The rule was 2 steps before 2018, but The International Basketball Federation, also known as FIBA changed the rule. Since 2018, there is a step called the “gather step” before you take the 2 steps. A travel can also be called via carrying or a pivot foot that’s not grounded properly. If the pivot foot of a player changes or moves, it is considered traveling. If the referee blows his whistle for a travel, the team that committed the violation loses possession and the ball is awarded to the other team.
Basically, the player who picks up the ball while running or dribbling is allowed to take two steps before getting rid of it with a pass or shot. However, as we established above, the gathering step is not part of those two two allowed steps. For example, the player picks up the ball and the step he makes while picking up the ball is called the “gather” step. From that point on, the player is allowed to make two more steps before having to get rid of the ball. All in all, anything more than three steps after the ball is picked up will be called for a travel.
Traveling rules better reflect the actions of the players on the court. Concentration is very important for the game of basketball and lack of it leads to travelling. It usually happens when a player is put under pressure from the opposing team. When a player is moving and has one foot on the floor while catching the ball or ending a dribble, the next foot to touch the floor becomes the pivot foot.

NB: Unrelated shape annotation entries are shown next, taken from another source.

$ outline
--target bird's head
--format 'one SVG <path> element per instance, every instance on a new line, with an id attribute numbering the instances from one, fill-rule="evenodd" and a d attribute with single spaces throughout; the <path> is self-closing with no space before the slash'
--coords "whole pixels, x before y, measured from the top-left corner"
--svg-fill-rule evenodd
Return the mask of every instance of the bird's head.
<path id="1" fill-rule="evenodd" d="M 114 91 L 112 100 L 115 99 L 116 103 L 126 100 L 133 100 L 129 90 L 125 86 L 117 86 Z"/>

From that point on, moving the pivot foot will result in a travel.
Also if a player without any possession of the ball, slides across the floor to recover a loose ball, he is permitted to slide with the ball without being called for a travel. Read more about basketball traveling right HERE.
It’s important to note that the travelling rule is very strict in FIBA competitions. It’s called all the time and referees rarely miss it. However, in NBA, especially during the regular season, officials are very forgiving when it comes to players making an extra step. This is because players move very fast in the NBA. A lot of times, an extra step is ignored and traveling is not called. However, during the playoffs, they are much stricter with this rule.